Presents trial concepts and details to the patients, participates in the informed consent process, and enrolls patients on clinical trials.
Coordinates patient care in compliance with protocol requirements.
Oversee the preparation of orders by physicians to assure that protocol compliance is maintained.
Packages and ships lab specimens to central vendors where applicable.
Required to complete Hazmat and/or IATA training.
In collaboration with the physician, reviews patients for changes in condition, adverse events, concomitant medication use, protocol compliance, response to study drug and thoroughly documents all findings and participates in data collection of all subjects.
Responsible for preparing study-related documentation such as protocol worksheets, adverse event reports, and institutional review board documents.
Maintains regulatory documents in accordance with USOR SOP and applicable regulations.
May participate in scheduling monitoring and auditing visits, as well as interact with the monitors/auditors while onsite.

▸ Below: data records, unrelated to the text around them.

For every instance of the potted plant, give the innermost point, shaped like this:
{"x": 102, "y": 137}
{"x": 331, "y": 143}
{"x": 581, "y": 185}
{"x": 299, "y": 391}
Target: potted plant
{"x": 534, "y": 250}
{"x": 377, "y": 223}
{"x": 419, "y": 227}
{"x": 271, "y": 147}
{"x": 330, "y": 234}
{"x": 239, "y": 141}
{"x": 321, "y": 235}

May collaborate with Research Site Leader in the study selection process.
Participates in required training and education programs.
May be responsible for education of clinic staff regarding clinical research.
Collaborate with staff in the development of action plans and performance improvement opportunities with staff to improve quality.
May be responsible for compiling and reporting protocol activity, accrual trends, data entry compliance, and research financial information to practice administration and physicians.
May be responsible for reviewing protocol specific billing guides and submitting billing information to appropriate personnel.